Du bist der Letzte in der künstlerischen Kette, nach dem Komponisten und vor dem eigentlichen Hörer.

Natürlich sollte die Entscheidung für ein bestimmtes Tempo auch begründet, zumindest aber gut überlegt, und nicht allzu leichtfertig getroffen worden sein.
 
@rolf
Die Kriterien, die eine Tempo-Entscheidung mit beeinflussen, sind Klangbalance und Dynamik (vertikal bzw. global), Phrasierung (horizontal) und Agogik.
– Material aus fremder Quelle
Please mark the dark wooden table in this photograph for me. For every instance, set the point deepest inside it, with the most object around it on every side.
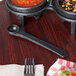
(49, 27)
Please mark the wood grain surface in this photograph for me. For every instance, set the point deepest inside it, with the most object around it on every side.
(49, 28)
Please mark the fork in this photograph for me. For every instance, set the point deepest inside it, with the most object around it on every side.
(29, 67)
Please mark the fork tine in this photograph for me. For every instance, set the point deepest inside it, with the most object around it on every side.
(25, 65)
(33, 65)
(28, 66)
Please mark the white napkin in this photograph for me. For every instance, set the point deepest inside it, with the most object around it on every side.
(18, 70)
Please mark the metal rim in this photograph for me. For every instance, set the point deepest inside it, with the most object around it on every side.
(18, 7)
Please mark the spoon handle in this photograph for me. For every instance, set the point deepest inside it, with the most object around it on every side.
(62, 53)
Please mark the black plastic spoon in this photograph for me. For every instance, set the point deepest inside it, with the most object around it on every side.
(16, 31)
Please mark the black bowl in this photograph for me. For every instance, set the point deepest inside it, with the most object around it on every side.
(26, 9)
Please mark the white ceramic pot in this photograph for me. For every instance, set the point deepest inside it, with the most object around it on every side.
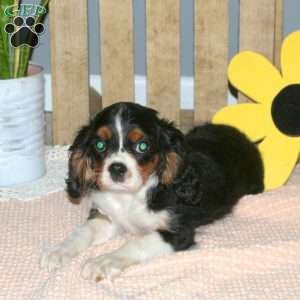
(22, 157)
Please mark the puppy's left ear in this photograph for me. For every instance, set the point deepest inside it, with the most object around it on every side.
(80, 172)
(171, 143)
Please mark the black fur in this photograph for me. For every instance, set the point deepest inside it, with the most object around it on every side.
(217, 166)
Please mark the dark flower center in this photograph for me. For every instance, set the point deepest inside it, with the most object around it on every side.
(286, 110)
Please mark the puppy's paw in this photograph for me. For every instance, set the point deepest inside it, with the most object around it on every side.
(55, 258)
(106, 266)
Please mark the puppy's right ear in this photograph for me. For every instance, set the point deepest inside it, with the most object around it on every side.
(80, 171)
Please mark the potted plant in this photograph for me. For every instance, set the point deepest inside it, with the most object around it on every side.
(21, 93)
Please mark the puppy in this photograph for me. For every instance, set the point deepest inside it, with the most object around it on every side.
(141, 175)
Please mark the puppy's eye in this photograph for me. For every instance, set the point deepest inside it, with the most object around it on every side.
(142, 147)
(100, 146)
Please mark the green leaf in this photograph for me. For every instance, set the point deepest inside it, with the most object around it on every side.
(5, 48)
(14, 61)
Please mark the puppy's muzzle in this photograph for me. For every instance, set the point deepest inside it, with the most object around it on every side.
(117, 172)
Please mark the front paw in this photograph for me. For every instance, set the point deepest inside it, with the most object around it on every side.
(105, 266)
(55, 258)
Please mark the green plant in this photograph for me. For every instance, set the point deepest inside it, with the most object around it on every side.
(14, 61)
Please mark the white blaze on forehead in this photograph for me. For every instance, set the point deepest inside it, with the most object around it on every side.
(119, 131)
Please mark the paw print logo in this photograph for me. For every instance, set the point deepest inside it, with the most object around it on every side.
(24, 31)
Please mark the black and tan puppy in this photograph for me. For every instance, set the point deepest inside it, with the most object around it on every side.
(142, 175)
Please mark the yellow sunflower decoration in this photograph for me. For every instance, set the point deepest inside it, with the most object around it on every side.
(273, 119)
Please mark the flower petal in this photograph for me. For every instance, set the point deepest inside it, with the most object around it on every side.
(255, 76)
(290, 58)
(280, 154)
(247, 117)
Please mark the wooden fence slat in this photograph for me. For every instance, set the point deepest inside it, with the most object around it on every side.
(163, 57)
(69, 68)
(257, 28)
(117, 57)
(211, 57)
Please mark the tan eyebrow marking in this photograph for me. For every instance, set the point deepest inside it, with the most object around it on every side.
(105, 133)
(135, 134)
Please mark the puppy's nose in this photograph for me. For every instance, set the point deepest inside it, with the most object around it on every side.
(117, 171)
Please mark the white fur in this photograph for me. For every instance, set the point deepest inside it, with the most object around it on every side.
(124, 209)
(120, 132)
(133, 179)
(93, 232)
(129, 210)
(112, 264)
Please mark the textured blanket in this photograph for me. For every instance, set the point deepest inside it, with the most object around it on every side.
(252, 254)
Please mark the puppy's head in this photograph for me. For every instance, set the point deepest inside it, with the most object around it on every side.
(121, 149)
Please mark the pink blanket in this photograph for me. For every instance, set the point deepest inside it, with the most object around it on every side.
(252, 254)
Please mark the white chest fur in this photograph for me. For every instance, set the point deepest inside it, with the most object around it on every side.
(129, 210)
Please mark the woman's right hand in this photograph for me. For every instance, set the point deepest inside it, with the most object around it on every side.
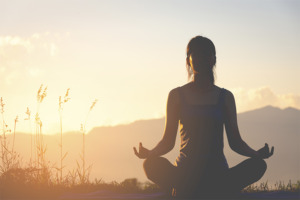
(265, 152)
(142, 153)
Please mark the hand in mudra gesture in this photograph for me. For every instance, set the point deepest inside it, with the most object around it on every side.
(142, 153)
(265, 152)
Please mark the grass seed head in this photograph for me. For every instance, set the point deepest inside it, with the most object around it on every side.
(28, 113)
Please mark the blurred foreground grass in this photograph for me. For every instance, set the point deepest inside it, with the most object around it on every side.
(23, 183)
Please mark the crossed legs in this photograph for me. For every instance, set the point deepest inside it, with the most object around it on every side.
(160, 171)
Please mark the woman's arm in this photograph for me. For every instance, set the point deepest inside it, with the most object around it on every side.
(167, 142)
(235, 140)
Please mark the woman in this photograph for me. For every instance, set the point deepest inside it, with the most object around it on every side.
(202, 108)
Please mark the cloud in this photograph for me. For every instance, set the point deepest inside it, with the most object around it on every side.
(248, 99)
(27, 56)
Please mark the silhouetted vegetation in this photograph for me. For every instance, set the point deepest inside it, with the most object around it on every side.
(38, 178)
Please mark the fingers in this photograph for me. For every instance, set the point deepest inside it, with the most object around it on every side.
(272, 151)
(136, 152)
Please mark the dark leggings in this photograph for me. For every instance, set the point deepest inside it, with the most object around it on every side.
(189, 183)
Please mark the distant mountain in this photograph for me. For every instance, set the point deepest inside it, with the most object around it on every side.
(110, 151)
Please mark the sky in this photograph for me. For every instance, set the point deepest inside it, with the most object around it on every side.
(130, 54)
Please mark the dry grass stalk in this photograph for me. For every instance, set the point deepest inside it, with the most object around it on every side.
(83, 171)
(41, 149)
(28, 113)
(61, 107)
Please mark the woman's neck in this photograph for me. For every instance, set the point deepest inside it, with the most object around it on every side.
(202, 81)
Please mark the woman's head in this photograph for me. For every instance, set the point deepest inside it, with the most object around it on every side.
(201, 57)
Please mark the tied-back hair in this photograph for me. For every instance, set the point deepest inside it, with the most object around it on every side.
(204, 48)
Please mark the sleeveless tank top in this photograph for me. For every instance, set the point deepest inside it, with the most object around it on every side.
(201, 132)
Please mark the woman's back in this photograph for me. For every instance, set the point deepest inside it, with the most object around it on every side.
(201, 128)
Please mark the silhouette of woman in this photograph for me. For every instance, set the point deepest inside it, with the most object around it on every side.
(201, 109)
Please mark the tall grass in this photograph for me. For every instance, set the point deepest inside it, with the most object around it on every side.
(83, 171)
(61, 104)
(38, 179)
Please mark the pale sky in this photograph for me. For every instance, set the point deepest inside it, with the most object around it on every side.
(130, 54)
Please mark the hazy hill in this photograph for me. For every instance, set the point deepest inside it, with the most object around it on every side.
(110, 151)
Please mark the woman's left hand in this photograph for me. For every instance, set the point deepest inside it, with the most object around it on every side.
(142, 153)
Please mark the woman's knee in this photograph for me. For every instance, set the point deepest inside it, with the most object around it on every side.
(259, 165)
(156, 166)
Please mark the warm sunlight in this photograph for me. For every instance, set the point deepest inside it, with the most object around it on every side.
(83, 82)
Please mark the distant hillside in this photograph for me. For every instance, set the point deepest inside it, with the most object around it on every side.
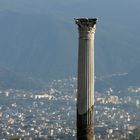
(10, 79)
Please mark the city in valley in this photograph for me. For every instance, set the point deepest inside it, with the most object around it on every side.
(51, 113)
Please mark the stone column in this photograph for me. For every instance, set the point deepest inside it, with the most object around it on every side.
(85, 95)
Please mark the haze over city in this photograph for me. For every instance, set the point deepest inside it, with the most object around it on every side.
(38, 68)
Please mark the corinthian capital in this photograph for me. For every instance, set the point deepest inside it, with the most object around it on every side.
(86, 24)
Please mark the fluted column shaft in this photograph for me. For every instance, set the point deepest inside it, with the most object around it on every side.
(85, 95)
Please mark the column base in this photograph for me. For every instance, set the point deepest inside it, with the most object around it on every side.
(85, 132)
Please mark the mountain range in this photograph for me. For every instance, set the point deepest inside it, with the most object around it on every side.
(39, 39)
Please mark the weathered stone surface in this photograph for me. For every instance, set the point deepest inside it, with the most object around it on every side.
(85, 95)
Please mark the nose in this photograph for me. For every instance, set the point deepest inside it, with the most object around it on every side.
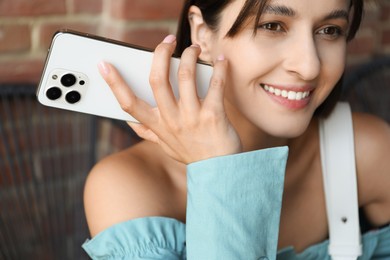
(303, 58)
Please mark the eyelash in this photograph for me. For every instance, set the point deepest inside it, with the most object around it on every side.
(265, 27)
(270, 27)
(337, 32)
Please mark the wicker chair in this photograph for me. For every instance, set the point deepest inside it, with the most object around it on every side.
(367, 87)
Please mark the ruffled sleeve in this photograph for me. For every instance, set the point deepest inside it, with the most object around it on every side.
(145, 238)
(234, 204)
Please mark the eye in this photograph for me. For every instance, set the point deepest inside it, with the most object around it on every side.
(331, 32)
(274, 27)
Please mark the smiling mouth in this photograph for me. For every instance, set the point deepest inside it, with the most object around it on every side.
(287, 94)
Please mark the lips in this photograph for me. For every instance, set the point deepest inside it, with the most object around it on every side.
(287, 94)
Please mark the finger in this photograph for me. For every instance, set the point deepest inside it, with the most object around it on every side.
(128, 101)
(215, 95)
(159, 77)
(187, 79)
(144, 132)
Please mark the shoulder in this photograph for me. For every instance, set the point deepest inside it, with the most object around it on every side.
(130, 184)
(372, 142)
(372, 151)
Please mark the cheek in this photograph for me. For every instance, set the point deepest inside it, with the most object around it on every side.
(333, 61)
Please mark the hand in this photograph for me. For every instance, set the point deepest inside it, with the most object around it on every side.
(188, 129)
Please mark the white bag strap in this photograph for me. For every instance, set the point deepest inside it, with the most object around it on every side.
(340, 184)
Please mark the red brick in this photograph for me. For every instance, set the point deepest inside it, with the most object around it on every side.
(145, 9)
(385, 13)
(48, 30)
(31, 8)
(21, 71)
(14, 38)
(386, 37)
(88, 6)
(145, 37)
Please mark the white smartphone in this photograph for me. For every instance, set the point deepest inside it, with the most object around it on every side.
(71, 80)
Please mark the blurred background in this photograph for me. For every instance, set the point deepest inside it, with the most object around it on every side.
(45, 154)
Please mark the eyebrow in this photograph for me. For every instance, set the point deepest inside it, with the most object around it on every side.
(279, 10)
(287, 11)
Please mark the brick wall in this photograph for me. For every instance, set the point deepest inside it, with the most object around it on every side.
(26, 28)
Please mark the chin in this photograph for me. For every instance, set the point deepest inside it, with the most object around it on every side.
(288, 129)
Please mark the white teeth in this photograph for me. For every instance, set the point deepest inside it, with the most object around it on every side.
(290, 95)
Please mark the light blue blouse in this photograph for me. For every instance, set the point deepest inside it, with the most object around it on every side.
(233, 212)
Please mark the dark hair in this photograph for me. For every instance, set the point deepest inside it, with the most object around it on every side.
(211, 10)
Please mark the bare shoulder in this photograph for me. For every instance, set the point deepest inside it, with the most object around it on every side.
(130, 184)
(372, 147)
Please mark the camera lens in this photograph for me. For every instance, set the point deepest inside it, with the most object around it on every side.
(73, 97)
(53, 93)
(68, 80)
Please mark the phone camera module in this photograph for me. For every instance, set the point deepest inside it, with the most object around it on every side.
(73, 97)
(54, 93)
(68, 80)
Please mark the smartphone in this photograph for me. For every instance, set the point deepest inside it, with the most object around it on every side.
(71, 80)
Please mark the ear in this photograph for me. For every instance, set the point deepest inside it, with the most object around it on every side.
(201, 34)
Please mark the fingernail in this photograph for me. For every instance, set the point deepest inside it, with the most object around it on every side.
(170, 39)
(221, 57)
(104, 68)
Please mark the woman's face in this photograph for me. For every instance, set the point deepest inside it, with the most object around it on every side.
(280, 75)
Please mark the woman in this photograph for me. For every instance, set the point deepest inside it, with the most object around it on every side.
(220, 165)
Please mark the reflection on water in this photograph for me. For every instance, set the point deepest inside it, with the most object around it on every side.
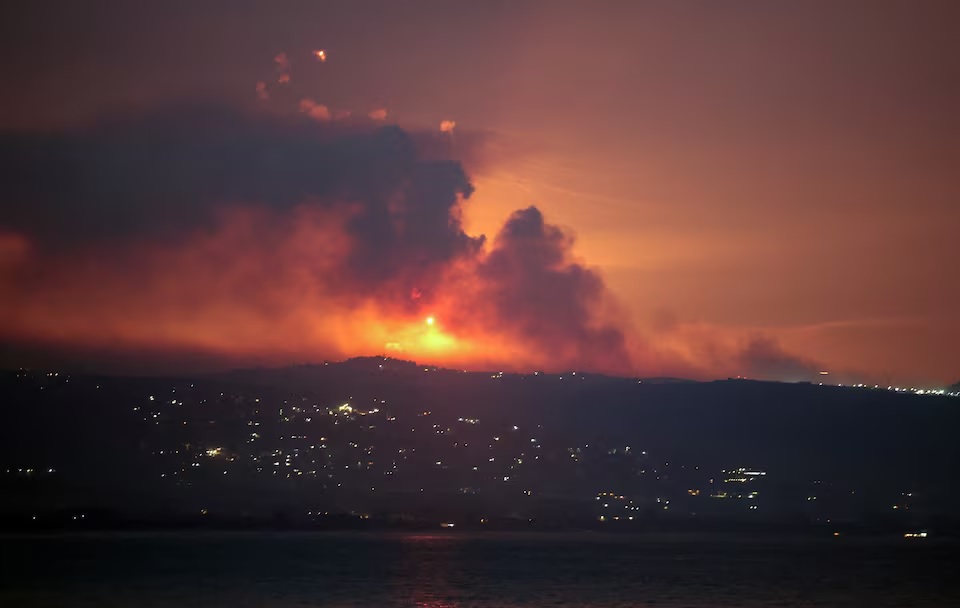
(428, 579)
(448, 570)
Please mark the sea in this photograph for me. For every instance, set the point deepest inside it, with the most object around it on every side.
(464, 570)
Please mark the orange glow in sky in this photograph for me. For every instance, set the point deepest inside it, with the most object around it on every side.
(728, 193)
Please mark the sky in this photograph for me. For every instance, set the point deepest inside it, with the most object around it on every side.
(699, 189)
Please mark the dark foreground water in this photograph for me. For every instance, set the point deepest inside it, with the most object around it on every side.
(450, 570)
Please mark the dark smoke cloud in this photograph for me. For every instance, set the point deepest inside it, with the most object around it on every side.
(537, 291)
(764, 358)
(160, 178)
(165, 174)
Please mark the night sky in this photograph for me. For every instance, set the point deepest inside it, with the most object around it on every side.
(697, 189)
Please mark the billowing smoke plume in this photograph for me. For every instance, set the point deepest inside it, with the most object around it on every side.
(285, 238)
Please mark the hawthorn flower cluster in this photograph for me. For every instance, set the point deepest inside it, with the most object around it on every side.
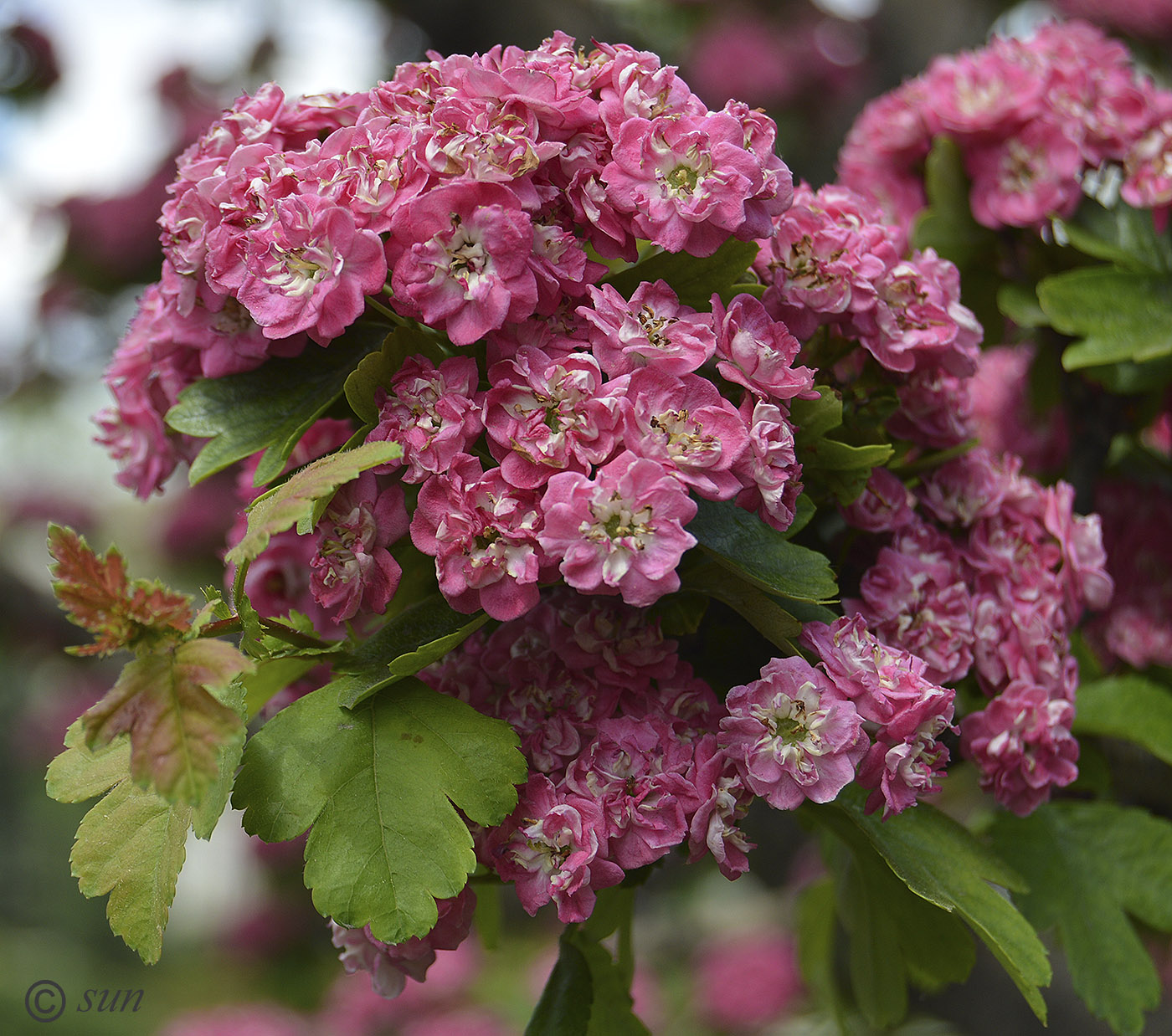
(466, 187)
(562, 423)
(987, 571)
(1031, 117)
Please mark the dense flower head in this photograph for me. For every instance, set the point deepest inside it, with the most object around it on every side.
(1022, 744)
(793, 735)
(620, 532)
(1031, 117)
(483, 535)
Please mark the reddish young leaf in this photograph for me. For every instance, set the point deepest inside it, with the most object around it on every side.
(177, 726)
(97, 596)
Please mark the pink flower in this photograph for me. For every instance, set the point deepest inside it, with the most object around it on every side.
(793, 735)
(310, 269)
(353, 570)
(746, 981)
(483, 535)
(653, 330)
(769, 469)
(712, 827)
(884, 505)
(635, 769)
(918, 321)
(1022, 744)
(688, 427)
(916, 597)
(620, 533)
(822, 265)
(545, 416)
(460, 259)
(553, 848)
(758, 351)
(433, 413)
(1022, 179)
(688, 182)
(390, 965)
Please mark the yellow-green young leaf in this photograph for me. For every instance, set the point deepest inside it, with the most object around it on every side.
(96, 594)
(292, 503)
(1089, 865)
(79, 773)
(941, 862)
(129, 845)
(178, 729)
(380, 787)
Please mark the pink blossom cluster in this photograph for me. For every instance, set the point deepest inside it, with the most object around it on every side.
(600, 435)
(465, 191)
(390, 965)
(1031, 117)
(988, 571)
(623, 744)
(345, 570)
(834, 260)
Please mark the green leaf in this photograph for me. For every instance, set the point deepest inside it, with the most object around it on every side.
(1117, 315)
(177, 726)
(611, 1006)
(129, 845)
(947, 224)
(1090, 864)
(941, 862)
(413, 640)
(565, 1006)
(1119, 234)
(96, 594)
(835, 456)
(295, 500)
(272, 675)
(815, 928)
(269, 408)
(759, 609)
(694, 280)
(1128, 707)
(377, 369)
(876, 962)
(380, 787)
(1019, 303)
(812, 418)
(743, 544)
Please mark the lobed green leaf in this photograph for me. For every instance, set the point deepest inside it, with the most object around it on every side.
(694, 280)
(1117, 315)
(380, 787)
(131, 845)
(1089, 864)
(295, 500)
(1133, 708)
(743, 544)
(269, 408)
(943, 863)
(178, 728)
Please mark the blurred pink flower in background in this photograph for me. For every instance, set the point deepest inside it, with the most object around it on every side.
(742, 982)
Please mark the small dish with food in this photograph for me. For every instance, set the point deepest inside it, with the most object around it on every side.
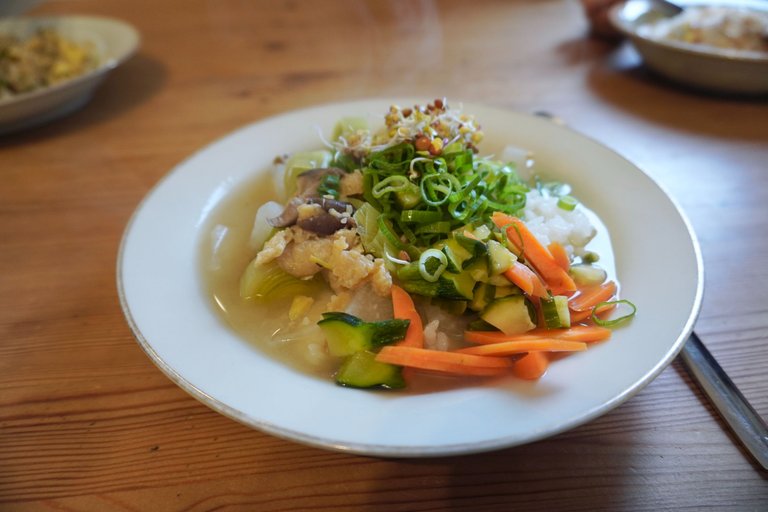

Ich erläutere das einmal ganz schematisch.

Klangbalance und Dynamik:
Ein sehr langsames Tempo erfordert einen insgesamt kräftigeren Anschlag als ein flüssigeres Tempo. Die langgezogenen Töne verklingen sonst schneller. Damit sind wir auch schon bei der

Phrasierung:
Das Hinspielen zu einem Phrasenhöhepunkt gelingt im schnelleren Tempo leichter als im langsameren. In einem zu langsamen Tempo besteht die Gefahr, dass das Stück „zerfällt“.

Agogik:
Je langsamer das Tempo ist, desto wirksamer wird die verwendete Agogik, weil im Kontrast zum Statischen agogische Freiheiten stärker ins Gewicht fallen als in einem generell zügigeren Tempo.